Chief Standing Bear was among those who had most vehemently protested the tribe's removal. When his eldest son, Bear Shield, lay on his deathbed, Standing Bear promised to have him buried on the tribe's ancestral lands. In order to carry out his promise, Standing Bear left the reservation in Oklahoma and traveled back toward the Ponca homelands. He was arrested for doing so without US government permission and ordered confined at Fort Omaha. Many people took up his cause, and two prominent attorneys offered their services pro bono. Standing Bear filed a habeas corpus suit challenging his arrest. In Standing Bear v. Crook (1879), held in Omaha, Nebraska, the US District Court established for the first time that Native Americans are "persons within the meaning of the law" of the United States, and that they have certain rights as a result. This was an important civil rights case.
In 1881, the US returned 26,236 acres (106 km²) of Knox County, Nebraska to the Ponca, and about half the tribe moved back north from Indian Territory. The tribe continued to decline.
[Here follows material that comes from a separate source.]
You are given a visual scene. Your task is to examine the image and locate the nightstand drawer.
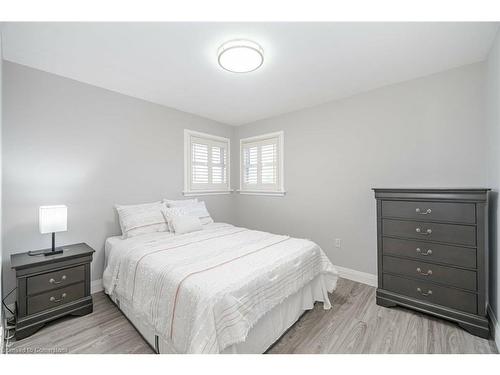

In the 1930s, the University of Nebraska and the Smithsonian Institution conducted an archeological project to identify and save prehistoric artifacts before they were destroyed during agricultural development. The team excavated a prehistoric Ponca village, which included large circular homes up to sixty feet in diameter, located almost two miles (3 km) along the south bank of the Niobrara River. 
After World War II, the US government began a policy of terminating its relationship with tribes. In 1966, the US federal government terminated the tribe (then called the Northern Ponca). It distributed its land by allotment to members, and sold off what it called surplus. Many individuals sold off their separate allotments over the decades, sometimes being tricked by speculators.
In the 1970s, the tribe started efforts to reorganize politically. Members wanted to revive the cultural identity of its people and improve their welfare. First, they sought state recognition and then allied with their Congressional representatives to seek legislation for federal recognition. On October 31, 1990, the Ponca Restoration Bill was signed into law, and they were recognized as the Ponca Tribe of Nebraska. They are now trying to rebuild a land base on their ancestral lands. They are the only federally recognized tribe in Nebraska without a reservation.
After the 1877 forced relocation onto the Quapaw Reservation in Indian Territory, the tribe moved west to their own lands along the Arkansas and Salt Fork Rivers. The full-bloods formed a tipi village, while the mixed-bloods settled about Chikaskia River. During opposition by Ponca leadership, the US government began dismantling tribal government under the Curtis Act. In an attempt to encourage assimilation (and to allow Oklahoma to become a state), they allotted reservation lands to individual members under the Dawes Act in 1891 and 1892. Any land remaining after allotment was made available for sale to non-natives.
After Oklahoma achieved statehood, some remaining Ponca land was leased or sold to the 101 Ranch, where many Ponca people found employment. The 1911 discovery of oil on Ponca lands provided revenues but had mixed results. There were environmental disasters as oil refineries dumped waste directly into the Arkansas River.